Pharbitin F (6) has the same molecular formula, C66H104O27, as 1, according to its HRESIMS data at m/z 1351.6663 [M + Na]+ (calcd 1351.6657). Alkaline hydrolysis of 1 and 6 afforded 2-Mba, CA and Octa in the CHCl3 layer. The sites of acylation of 6 were the same as 1, which was supported by the key HMBC correlation from Rha′′ H-4 (δH 6.06) to 2-Mba C-1 (δC 176.3), Rha′′ H-3 (δH 5.93) to CA C-1 (δC 166.5), Rha′ H-2 (δH 6.03) to Octa C-1 (δC 173.9). Moreover, 1H and 13C NMR data of 1 and 6 indicated that they share the same pentasaccharide skeleton. The only difference between 1 and 6 was the position of the lactonization. In the HMBC spectrum of 6, the H-3 proton of Rha resonated at δH 5.70 and showed an HMBC correlation to the carbonyl group that resonated at δC 175.0 (C-1 of Con), which suggested the lactone bond was linked at C-3 of Rha in 6 rather than at C-2 of Rha as in 1. Therefore, the structure of 6 was determined as shown.

Pharbitin G (7) has the same molecular formula, C59H102O26, as 4, according to its HRESIMS data at m/z 1249.6550 [M + Na]+ (calcd 1249.6552). 1D NMR and the HMBC spectrum, together with the alkaline hydrolysis analysis, suggested 4 and 7 share the same pentasaccharide skeleton, same acyl functions (2-Mba, Deca) and same sites of acylation (OH-4 of Rha′′ was acylated by 2-Mba, OH-2 of Rha′ was acylated by Deca).
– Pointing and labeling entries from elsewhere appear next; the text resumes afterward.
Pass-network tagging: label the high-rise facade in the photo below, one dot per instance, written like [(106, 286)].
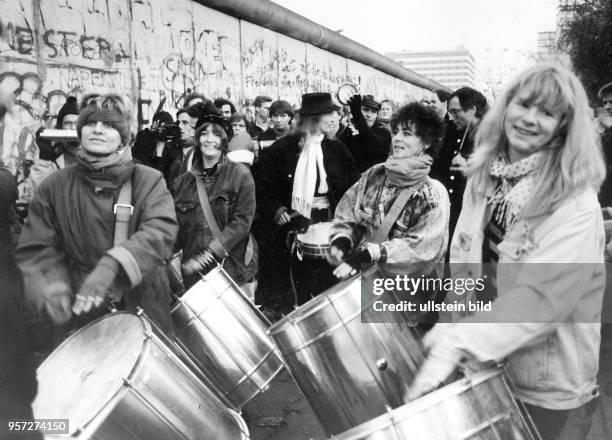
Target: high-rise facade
[(453, 68)]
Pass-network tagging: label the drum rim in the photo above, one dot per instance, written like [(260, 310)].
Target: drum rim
[(420, 404), (310, 308), (92, 422)]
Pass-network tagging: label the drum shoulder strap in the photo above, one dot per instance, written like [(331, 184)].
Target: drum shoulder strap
[(396, 209), (212, 223)]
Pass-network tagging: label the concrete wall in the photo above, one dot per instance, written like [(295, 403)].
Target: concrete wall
[(150, 49)]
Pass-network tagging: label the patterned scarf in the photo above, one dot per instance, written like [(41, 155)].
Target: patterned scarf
[(304, 182), (407, 171), (517, 182)]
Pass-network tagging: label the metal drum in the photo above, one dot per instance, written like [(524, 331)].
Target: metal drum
[(314, 242), (480, 407), (117, 379), (349, 371), (225, 336)]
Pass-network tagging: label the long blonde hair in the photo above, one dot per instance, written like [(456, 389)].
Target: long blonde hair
[(573, 160)]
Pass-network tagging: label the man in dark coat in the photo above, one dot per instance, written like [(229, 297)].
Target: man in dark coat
[(367, 139)]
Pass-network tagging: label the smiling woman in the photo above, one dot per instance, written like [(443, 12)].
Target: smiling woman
[(413, 240)]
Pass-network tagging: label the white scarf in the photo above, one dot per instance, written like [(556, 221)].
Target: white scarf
[(311, 159), (517, 182)]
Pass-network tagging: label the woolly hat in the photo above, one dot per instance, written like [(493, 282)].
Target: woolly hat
[(70, 107)]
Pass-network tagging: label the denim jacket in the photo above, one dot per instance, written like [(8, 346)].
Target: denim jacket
[(231, 192), (548, 315)]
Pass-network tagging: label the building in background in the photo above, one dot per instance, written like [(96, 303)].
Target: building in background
[(453, 68), (546, 45)]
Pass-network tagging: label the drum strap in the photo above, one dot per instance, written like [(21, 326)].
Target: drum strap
[(123, 210), (396, 209), (212, 223)]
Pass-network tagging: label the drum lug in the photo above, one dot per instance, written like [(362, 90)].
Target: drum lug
[(382, 364)]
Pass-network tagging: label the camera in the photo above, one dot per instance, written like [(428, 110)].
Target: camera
[(167, 132)]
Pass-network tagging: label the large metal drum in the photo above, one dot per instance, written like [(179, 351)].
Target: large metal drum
[(480, 407), (225, 336), (117, 379), (349, 371)]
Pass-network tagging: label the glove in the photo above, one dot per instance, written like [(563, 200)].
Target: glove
[(354, 104), (199, 262), (97, 285), (58, 299), (443, 357)]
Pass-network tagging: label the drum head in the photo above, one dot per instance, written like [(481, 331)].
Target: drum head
[(317, 234), (84, 373)]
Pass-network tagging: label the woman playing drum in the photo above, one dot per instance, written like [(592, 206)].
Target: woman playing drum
[(532, 199), (68, 247), (301, 176), (409, 235), (231, 191)]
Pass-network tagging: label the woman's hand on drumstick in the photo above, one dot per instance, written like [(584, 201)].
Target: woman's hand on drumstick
[(199, 262), (443, 357), (282, 216)]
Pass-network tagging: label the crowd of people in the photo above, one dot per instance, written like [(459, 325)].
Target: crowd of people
[(445, 179)]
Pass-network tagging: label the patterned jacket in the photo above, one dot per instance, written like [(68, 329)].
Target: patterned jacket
[(417, 241)]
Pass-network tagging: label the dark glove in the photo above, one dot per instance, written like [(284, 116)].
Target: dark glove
[(47, 149), (97, 285), (343, 244), (354, 104)]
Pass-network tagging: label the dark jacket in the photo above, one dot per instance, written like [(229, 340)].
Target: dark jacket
[(71, 227), (371, 146), (276, 169), (231, 192)]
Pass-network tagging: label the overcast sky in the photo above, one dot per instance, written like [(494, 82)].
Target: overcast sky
[(391, 25)]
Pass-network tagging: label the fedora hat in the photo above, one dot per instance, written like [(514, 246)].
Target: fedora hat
[(317, 104)]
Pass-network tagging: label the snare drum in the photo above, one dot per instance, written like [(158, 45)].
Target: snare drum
[(349, 371), (314, 243), (225, 336), (480, 407), (116, 378)]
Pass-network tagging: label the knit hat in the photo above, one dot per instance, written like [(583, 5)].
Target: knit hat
[(92, 113), (70, 107)]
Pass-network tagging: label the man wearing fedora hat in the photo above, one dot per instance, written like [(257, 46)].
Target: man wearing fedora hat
[(366, 138), (300, 179)]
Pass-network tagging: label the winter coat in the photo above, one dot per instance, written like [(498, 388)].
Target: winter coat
[(71, 227), (231, 193)]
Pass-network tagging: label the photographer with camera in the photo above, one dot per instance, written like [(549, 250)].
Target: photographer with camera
[(158, 146), (54, 155)]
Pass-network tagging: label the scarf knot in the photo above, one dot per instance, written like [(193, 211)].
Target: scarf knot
[(309, 163), (516, 184), (407, 171)]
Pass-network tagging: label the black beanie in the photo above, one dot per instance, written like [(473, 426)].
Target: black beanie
[(69, 108)]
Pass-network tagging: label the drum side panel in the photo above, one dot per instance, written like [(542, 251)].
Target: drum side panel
[(226, 338)]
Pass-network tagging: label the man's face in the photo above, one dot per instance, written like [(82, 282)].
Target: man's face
[(280, 121), (461, 118), (606, 101), (370, 115), (226, 111), (187, 126), (262, 111)]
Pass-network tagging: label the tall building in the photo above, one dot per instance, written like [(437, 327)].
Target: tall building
[(546, 45), (453, 68)]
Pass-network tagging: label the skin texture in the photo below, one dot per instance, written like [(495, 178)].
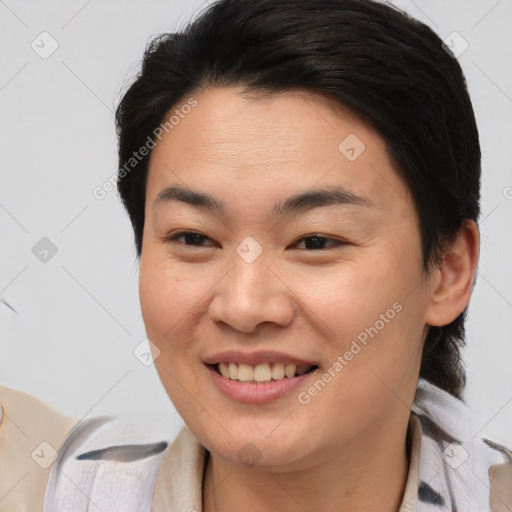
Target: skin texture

The only difference between 4 and 7 was the position of the lactonization. The lactonization site was bonded at C-3 of Rha for 7, while at C-2 of Rha for 4, on the basis of corresponding HMBC correlation: δH 5.68 (Rha H-3) to δC 175.0 (Con C-1) in 7, δH 6.01 (Rha H-2) to δC 173.7 (Con C-1) in 4. Thus, the structure of 7 was determined as shown.
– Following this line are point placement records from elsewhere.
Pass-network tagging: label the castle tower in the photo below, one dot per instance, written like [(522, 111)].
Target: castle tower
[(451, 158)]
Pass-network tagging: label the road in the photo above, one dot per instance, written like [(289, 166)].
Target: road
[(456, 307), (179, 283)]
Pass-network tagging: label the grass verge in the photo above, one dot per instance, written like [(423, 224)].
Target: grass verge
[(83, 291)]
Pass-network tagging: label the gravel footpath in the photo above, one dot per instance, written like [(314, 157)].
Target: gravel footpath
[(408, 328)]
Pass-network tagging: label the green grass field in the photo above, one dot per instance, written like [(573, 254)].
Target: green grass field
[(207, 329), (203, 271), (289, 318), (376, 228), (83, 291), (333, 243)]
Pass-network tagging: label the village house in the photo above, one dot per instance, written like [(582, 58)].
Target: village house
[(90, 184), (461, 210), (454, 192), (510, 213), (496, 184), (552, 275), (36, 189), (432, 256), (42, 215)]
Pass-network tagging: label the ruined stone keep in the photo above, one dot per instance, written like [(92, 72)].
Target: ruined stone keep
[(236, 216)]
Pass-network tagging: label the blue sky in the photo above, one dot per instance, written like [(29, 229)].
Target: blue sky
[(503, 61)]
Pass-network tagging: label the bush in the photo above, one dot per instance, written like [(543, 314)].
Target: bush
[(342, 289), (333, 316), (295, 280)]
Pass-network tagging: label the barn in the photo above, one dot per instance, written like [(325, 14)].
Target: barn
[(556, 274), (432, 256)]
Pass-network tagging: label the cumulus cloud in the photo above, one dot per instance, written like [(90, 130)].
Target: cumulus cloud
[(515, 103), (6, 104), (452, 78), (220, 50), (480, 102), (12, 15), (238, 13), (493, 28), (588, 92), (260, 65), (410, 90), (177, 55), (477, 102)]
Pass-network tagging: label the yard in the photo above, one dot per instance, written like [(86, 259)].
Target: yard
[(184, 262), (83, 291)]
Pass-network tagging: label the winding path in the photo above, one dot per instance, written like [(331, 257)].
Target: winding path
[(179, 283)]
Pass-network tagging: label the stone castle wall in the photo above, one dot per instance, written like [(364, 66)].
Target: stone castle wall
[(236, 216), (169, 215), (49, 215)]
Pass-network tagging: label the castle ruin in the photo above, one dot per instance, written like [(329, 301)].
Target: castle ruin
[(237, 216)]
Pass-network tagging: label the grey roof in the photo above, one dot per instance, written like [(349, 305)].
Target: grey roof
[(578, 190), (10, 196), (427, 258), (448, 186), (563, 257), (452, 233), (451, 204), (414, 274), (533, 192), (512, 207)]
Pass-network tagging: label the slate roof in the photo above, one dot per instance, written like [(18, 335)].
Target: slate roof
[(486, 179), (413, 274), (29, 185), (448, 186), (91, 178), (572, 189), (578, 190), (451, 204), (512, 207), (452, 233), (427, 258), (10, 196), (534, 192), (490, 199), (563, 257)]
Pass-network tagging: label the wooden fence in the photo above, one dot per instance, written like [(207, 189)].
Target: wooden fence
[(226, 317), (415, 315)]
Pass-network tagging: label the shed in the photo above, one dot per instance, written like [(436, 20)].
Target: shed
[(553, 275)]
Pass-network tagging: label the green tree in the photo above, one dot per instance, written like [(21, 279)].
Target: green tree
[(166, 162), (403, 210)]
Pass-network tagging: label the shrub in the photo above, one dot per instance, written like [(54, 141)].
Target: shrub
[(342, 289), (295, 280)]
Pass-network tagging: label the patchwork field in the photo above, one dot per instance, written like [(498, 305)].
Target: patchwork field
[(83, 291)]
Isolates (1–4 and 6) were examined for their multidrug resistance (MDR) reversal activities in KB/VCR and A549/T cells using the SRB method, while in K562/ADR cell using the MTT method (Tables 4 and S1). However, only the KB/VCR cell line showed favorable results and as such we proceeded to carry out further experiments with this cell line. The MDR reversal activity in KB/VCR is described below.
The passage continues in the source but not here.